KING GEORGE, Va. (WUSA9) -- US Senator from Virginia is demanding answers after another medical mix-up at Walter Reed Military Medical Center.
Mark Warner wants to know why a Virginia woman was sent home with a powerful and potentially deadly heart drug -- instead of the vitamin shots she was supposed to get.
Christiane Wiggins was shaken when her son opened the package of medicine dispensed from a Walter Reed clinic at Dahlgren Navy Base. "My brain went. I was sick to my stomach," says Wiggins.
"It was labeled B-12 on the bag, labeled as B-12 on the package insert, on the printed label on the bottle," says her son Chris.
But when he pulled out the vials, what he found inside was atropine, a potent drug used to help resuscitate heart patients. "And he said 'Mom, if I gave you this injection, it might kill you,'" remembers Wiggins.

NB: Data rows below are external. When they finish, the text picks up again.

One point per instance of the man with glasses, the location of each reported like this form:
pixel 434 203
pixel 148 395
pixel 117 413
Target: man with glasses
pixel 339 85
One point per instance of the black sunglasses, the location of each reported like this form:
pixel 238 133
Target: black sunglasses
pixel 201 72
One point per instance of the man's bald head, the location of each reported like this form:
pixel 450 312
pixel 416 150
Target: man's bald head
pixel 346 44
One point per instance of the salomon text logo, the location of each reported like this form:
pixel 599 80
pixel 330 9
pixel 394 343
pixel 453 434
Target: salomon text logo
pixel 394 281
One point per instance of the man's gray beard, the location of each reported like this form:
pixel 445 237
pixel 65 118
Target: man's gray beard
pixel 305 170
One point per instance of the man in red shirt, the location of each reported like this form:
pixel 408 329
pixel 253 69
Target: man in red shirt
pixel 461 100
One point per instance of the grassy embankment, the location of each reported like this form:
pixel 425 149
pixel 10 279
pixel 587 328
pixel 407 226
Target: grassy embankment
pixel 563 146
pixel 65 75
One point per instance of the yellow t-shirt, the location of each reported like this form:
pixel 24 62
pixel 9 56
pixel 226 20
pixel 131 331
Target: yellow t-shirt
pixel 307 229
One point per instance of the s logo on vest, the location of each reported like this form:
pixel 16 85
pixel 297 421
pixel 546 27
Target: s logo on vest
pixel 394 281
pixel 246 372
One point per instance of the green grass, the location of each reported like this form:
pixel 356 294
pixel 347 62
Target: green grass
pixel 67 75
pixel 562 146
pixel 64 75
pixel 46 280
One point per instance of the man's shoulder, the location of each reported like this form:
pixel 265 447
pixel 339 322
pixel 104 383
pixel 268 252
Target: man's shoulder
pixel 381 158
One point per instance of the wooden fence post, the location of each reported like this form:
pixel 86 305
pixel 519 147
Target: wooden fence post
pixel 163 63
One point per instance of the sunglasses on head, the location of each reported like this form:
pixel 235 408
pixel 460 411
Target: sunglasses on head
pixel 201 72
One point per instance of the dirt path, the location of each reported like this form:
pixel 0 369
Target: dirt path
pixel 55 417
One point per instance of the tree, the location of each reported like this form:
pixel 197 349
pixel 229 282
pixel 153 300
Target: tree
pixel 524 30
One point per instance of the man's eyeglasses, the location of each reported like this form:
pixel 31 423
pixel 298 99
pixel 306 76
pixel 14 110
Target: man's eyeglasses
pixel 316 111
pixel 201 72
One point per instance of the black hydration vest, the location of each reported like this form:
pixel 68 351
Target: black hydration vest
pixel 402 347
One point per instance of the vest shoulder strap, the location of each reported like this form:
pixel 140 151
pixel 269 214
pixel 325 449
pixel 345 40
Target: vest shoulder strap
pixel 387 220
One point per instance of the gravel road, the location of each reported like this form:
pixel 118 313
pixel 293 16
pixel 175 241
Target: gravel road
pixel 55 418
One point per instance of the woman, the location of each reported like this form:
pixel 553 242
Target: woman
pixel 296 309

Sandy Dean, a spokeswoman for Walter Reed admits this was a mistake. She calls it an isolated incident, and says pharmacists are being re-educated and the investigation continuing. But she says 13 other patients who were supposed to be dispensed B-12 around that time got B-12.
It's not the first time. Two years ago, pharmacists at Walter Reed gave toddler Kendall Huen a nearly fatal overdose of a chemo drug. She's still recovering.
Chris Wiggins is trained as a cardiac tech and he says atropine never should have been sent home with any patient.
His mom is still suffering nightmares, can't sleep, and is afraid to take her other medications.
The Wiggins have gone public, fearful that despite what Walter Reed says, the pharmacy might have dispensed the clear liquid atropine instead of the dark colored vial of B-12.
Atropine is also used in eye drops, but it's much less concentrated.
Wiggins says the pharmacist should lose his license and his job. He is now pushing a new federal law to require medicines to have a special label if they should only be used in a hospital.